Stimulus: $152K to Get Lesbians Ready for 'Adoptive Parenthood'
The $833 billion American Recovery and Reinvestment Act (ARRA), commonly known as the stimulus, awarded the tustees of Clark University, in Worcester, Mass., $152,000 to interview roughly 50 lesbian couples about their adoption experiences.
“The goal of this project is to investigate the unique strengths and potential challenges of lesbian couples across the transition to adoptive parenthood,” the grant states. “Given that parental mental health has implications for child development, and the fact that adoption can be a challenging process, it is important to understand these couples' adjustment to the parental role.”
The grant noted that “there is evidence that lesbian couples possess certain strengths (e.g., a tendency to share domestic labor) but also face challenges (e.g., social stigma).”
The study set out to interview 45 to 55 lesbian and heterosexual couples in the months before and after they adopted a child. The couples were recruited through adoption agencies and “gay parent organizations.”
The interviews were then analyzed to be used for “agencies, therapists, and other community systems that work with adoptive couples.”
“Given that a) lesbians are increasingly likely to adopt, and b) evidence suggests that lesbians possess unique strengths and vulnerabilities, it is important to understand how these factors impact couples' transition to parenthood,” the grant says.
The project, entitled, “Transition to Adoptive Parenthood,” was funded by the Department of Health and Human Services, and it created “0.00” jobs, according to the “jobs created” category.
The White House has credited the 2009 stimulus package for saving or creating jobs while improving the nation’s infrastructure and boosting state and local government budgets.

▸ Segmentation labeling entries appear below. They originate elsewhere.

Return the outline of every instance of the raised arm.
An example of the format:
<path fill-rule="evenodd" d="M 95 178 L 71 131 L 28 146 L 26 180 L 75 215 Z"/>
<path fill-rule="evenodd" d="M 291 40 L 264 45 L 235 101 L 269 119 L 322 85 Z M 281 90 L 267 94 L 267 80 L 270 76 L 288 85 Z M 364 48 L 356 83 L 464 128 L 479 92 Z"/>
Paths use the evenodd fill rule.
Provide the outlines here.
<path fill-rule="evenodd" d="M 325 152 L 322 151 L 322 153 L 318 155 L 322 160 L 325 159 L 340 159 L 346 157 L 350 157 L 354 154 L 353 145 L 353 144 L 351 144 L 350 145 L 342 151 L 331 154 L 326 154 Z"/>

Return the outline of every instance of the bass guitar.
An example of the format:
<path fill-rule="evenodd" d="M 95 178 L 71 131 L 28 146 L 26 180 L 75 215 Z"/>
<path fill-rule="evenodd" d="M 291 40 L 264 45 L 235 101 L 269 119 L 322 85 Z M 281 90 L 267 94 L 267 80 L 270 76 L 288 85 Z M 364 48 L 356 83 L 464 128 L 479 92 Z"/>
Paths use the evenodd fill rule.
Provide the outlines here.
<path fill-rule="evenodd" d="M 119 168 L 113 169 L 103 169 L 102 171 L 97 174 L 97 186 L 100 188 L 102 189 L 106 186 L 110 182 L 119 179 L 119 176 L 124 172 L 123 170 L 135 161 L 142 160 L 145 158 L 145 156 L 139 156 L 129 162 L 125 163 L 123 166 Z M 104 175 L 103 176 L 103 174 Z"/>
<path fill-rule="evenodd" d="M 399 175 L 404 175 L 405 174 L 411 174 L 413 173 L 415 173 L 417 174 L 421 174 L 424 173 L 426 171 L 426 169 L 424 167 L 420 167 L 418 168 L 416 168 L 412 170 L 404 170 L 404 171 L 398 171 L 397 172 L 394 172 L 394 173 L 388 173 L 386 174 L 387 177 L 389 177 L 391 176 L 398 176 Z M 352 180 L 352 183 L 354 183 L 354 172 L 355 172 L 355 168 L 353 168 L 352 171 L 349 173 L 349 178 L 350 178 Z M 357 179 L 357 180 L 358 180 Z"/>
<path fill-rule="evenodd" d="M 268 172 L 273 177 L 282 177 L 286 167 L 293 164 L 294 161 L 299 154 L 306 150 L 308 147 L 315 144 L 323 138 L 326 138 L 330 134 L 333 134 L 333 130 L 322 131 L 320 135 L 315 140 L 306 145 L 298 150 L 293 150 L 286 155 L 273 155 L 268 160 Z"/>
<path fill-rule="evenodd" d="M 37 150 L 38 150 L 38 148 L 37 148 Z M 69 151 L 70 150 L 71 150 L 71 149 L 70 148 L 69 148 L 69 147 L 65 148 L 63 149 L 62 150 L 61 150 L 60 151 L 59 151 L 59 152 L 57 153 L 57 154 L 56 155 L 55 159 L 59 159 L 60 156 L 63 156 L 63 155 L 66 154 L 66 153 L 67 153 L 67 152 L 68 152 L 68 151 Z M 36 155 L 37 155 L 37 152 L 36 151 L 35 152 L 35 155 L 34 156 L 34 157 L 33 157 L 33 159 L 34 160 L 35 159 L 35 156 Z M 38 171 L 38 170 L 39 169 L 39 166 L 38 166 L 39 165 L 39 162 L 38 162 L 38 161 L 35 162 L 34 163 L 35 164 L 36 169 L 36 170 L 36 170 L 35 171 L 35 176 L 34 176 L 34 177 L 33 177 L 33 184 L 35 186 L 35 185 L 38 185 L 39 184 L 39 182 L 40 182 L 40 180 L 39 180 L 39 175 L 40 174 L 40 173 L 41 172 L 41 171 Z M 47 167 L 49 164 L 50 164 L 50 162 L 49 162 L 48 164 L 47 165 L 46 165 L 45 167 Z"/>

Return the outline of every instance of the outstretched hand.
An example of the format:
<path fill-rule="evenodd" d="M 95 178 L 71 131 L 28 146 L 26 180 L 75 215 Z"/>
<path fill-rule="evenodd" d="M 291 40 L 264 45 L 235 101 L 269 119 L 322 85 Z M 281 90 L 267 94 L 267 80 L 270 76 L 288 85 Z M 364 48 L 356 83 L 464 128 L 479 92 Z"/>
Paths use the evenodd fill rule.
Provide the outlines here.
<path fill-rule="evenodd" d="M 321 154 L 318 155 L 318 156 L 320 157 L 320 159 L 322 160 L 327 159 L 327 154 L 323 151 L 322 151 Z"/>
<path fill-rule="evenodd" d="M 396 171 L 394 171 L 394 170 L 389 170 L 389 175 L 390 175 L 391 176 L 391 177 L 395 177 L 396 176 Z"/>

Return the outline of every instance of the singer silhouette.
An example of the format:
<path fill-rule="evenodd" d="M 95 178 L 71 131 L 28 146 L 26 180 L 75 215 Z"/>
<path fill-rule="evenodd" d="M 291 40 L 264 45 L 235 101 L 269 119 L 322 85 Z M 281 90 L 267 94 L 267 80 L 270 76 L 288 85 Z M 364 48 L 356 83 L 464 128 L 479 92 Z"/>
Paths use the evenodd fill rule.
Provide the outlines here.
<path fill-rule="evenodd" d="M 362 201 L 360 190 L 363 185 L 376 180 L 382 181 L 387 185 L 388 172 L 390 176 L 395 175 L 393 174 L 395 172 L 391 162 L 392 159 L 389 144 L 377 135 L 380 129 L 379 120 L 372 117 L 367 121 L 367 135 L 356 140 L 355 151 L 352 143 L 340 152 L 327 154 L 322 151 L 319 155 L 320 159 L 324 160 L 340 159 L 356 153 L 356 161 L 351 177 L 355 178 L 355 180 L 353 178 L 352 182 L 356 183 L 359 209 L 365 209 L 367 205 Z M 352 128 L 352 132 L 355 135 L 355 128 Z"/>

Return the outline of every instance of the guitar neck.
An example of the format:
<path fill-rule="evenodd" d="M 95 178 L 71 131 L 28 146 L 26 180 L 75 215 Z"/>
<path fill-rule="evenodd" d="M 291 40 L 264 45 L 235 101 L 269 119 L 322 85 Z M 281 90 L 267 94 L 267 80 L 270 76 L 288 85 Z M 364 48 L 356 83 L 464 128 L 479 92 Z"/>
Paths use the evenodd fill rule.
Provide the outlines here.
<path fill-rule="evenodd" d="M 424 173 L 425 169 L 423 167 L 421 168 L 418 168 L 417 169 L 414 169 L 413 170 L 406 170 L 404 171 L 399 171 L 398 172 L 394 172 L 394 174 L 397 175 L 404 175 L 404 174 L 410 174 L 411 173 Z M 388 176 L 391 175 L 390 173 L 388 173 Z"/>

“A range of independent estimates have confirmed the effectiveness of the President’s actions,” the White House said on its website. “According to the non-partisan Congressional Budget Office, the Recovery Act supported as many as 3.5 million jobs across the country by the end of last year.”
Inquiries to Clark University for details on the study and its results were not returned by publication of this story.